Many AI techniques continued to be used. Credit card companies, for example, began routinely using neural networks to pick out transactions that don't look right based on a consumer's past behavior. But increasingly, AI was regarded as a tool with limited use.
Then, in the late 1980s--spurred by the early work of Judea Pearl, a professor of computer science at UCLA, and breakthrough mathematical equations by Danish researchers--AI researchers discovered that Bayesian networks offered an efficient way to deal with the lack or ambiguity of information that has hampered previous systems.
Horvitz and his two Microsoft colleagues, who were then classmates at Stanford University, began building Bayesian networks to help diagnose the condition of patients without turning to surgery.
The approach was efficient, says Horvitz, because you could combine historical data, which had been meticulously gathered, with the less precise but more intuitive knowledge of experts on how things work to get the optimal answer given the information available at a given time.
Horvitz, who with two colleagues founded Knowledge Industries to develop tools for developing Bayesian networks, says he and the others left the company to join Microsoft in part because they wanted to see their theoretical work more broadly applied.
Although the company did important work for the National Aeronautics and Space Administration and on medical diagnostics, Horvitz says, "It's not like your grandmother will use it."
Microsoft's activities in the field are now helping to build a groundswell of support for Bayesian ideas.
"People look up to Microsoft," says Pearl, who wrote one of the key early texts on Bayesian networks in 1988 and has become an unofficial spokesman for the field. "They've given a boost to the whole area."
A researcher at German conglomerate Siemens says Microsoft's work has drawn the attention of his superiors, who are now looking seriously at applying Bayesian concepts to a range of industrial applications.

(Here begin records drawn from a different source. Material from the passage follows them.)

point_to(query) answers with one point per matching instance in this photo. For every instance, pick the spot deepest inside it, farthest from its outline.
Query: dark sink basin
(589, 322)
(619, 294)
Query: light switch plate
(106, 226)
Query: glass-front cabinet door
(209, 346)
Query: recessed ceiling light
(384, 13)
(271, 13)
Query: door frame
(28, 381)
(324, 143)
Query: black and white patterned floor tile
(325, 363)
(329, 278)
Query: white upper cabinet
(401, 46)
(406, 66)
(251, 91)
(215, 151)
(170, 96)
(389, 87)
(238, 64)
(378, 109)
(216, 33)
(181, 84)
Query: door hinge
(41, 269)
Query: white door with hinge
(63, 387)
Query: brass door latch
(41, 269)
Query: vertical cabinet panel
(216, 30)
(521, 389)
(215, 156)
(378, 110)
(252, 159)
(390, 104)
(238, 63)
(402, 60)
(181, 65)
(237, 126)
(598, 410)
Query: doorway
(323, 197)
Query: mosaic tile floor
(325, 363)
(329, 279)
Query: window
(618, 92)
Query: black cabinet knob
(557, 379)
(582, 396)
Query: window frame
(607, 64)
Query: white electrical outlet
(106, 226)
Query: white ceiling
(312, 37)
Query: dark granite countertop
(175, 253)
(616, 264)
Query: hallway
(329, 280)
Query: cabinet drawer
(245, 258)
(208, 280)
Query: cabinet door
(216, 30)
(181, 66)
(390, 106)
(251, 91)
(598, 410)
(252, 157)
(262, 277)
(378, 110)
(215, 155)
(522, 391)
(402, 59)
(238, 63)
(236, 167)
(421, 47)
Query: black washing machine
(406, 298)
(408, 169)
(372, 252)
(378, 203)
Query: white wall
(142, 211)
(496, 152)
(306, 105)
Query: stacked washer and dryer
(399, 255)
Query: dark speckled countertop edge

Scott Musman, a computer consultant in Arlington, Va., recently designed a Bayesian network for the Navy that can identify enemy missiles, aircraft or vessels and recommend which weapons could be used most advantageously against incoming targets.
Musman says previous attempts using traditional mathematical approaches on state-of-the-art computers would get the right answer but would take two to three minutes.
"But you only have 30 seconds before the missile has hit you," says Musman.
General Electric is using Bayesian techniques to develop a system that will take information from sensors attached to an engine and, based on expert opinion built into the system as well as vast amounts of data on past engine performance, pinpoint emerging problems.
Microsoft is working on techniques that will enable the Bayesian networks to "learn" or update themselves automatically based on new knowledge, a task that is currently cumbersome.
The company is also working on using Bayesian techniques to improve upon popular AI approaches such as "data mining" and "collaborative filtering" that help draw out relevant pieces of information from massive databases. The latter will be used by Microsoft in its new online entertainment service to help people identify the kind of restaurants or entertainment they are most likely to enjoy.
Still, as effective as they are proving to be in early use, Bayesian networks face an uphill battle in gaining broad acceptance.
"An effective solution came just as the bloom had come off the AI rose," says Peter Hart, head of Ricoh's California Research Center at Menlo Park, a pioneer of AI.
And skeptics insist any computer reasoning system will always fall short of people's expectations because of the computer's tendency to miss what is often obvious to the human expert.
Still, Hart believes the technology will catch on because it is cost-effective. Hart developed a Bayesian-based system that enabled Ricoh's copier help desk to answer twice the number of customer questions in almost half the time.
Hart says Ricoh is now looking at embedding the networks in products so customers can see for themselves what the likely problems are. He believes auto makers will soon build Bayesian nets into cars that predict when various components of a car need to be repaired or replaced.